Sanremo: caduta della Giunta Asquasciati nell’estate del 1959, un pezzo di storia della città raccontata da Andrea Gandolfo

Il periodo preso in considerazione, soprattutto sotto il profilo politico e amministrativo, è quello tra il giugno 1959 e il novembre 1960

Sanremo: caduta della Giunta Asquasciati nell’estate del 1959, un pezzo di storia della città raccontata da Andrea Gandolfo

"Egregio Signor Direttore,

credo che gli anni più vicini a noi della storia sanremese meritino di essere ulteriormente approfonditi, soprattutto in sede storiografica, con trattazioni accurate dal punto di vista scientifico, ma è anche vero come possa tornare utile fare alcuni brevi resoconti generali su taluni passaggi decisivi, come quello che vorrei proporLe con questo mio articolo dedicato alla caduta della Giunta Asquasciati nell’estate del 1959 e alle successive vicende dell’Amministrazione comunale matuziana, fino all’insediamento del sindaco Francesco Fusaro nell’autunno del 1960. Ecco quindi il mio racconto, a grandi linee, della storia della città dei fiori, soprattutto sotto il profilo politico e amministrativo, tra il giugno 1959 e il novembre 1960:

    Il Sindaco prof.
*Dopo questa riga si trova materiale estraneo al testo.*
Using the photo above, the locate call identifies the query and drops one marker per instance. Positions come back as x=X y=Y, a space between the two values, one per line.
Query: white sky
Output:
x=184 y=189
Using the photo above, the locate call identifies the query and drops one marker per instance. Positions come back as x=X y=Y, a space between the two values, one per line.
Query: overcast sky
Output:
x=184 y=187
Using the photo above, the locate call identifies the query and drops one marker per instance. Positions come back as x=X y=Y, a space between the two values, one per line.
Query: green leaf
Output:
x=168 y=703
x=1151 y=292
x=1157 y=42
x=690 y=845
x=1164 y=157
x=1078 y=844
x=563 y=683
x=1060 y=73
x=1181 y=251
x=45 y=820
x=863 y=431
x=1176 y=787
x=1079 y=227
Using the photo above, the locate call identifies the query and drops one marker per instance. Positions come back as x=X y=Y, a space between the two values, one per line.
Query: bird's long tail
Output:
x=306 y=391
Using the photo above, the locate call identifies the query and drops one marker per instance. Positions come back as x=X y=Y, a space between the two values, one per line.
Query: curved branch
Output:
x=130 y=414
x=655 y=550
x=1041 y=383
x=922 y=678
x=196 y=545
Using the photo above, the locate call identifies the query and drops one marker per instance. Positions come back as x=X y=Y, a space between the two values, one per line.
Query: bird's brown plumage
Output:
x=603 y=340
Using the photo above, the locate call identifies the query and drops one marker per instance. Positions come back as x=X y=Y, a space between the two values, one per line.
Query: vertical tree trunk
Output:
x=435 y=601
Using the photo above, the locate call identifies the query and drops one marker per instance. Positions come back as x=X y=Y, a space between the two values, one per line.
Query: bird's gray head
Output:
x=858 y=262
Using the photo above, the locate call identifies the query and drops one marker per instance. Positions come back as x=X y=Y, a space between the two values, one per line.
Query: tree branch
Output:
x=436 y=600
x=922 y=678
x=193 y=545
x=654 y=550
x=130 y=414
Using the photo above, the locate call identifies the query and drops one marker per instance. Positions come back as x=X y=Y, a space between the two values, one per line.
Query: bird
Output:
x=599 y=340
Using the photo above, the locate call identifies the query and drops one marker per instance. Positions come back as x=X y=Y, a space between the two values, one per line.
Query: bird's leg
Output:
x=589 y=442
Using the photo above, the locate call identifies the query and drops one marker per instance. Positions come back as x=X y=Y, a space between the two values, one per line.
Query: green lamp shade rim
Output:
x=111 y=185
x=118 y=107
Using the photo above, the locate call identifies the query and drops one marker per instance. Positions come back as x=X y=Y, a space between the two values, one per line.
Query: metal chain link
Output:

Giovanni Asquasciati, che guidava ininterrottamente le sorti del Comune dal 5 giugno 1951, nel giugno del 1959 si era recato con una folta delegazione di concittadini, addirittura in treno speciale, ad Helsinore, la città danese patria di Amleto (dal febbraio 1953 gemellata con Sanremo), per partecipare ai festeggiamenti organizzati da quella città. In assenza del primo cittadino emergevano forti contrasti nella Giunta Municipale tra esponenti democristiani e quelli della lista Campanile, che, promossa dall’avvocato Bobba, nella tornata amministrativa del 1956, aveva ottenuto ben 9 consiglieri comunali. Sta di fatto che il 25 giugno 1959 tre assessori indipendenti: Carlo Bensa, Paride Goya e Angelo Trovati annunciavano le proprie dimissioni determinando di fatto la crisi dell’Amministrazione Comunale. I gruppi consiliari della minoranza (socialisti, comunisti e missini), approfittando dei dissensi emersi, si dichiaravano disponibili ad appoggiare una nuova giunta formata dai soli indipendenti, che escludesse del tutto la Democrazia Cristiana. I consiglieri del Campanile prontamente aderivano all’invito ed approvavano una nuova Giunta, designando quale nuovo sindaco l’avvocato Carlo Bensa, l’avv. Nino Bobba vicesindaco e assessore alla Floricoltura, il rag. Enrico Formaggini assessore alle Finanze, l’ing. Domenico Parodi ai Lavori Pubblici, con Adriano Morosetti al Turismo, l’ing. Paride Goya al Patrimonio e l’avv. Vincenzo Semeria al Contenzioso.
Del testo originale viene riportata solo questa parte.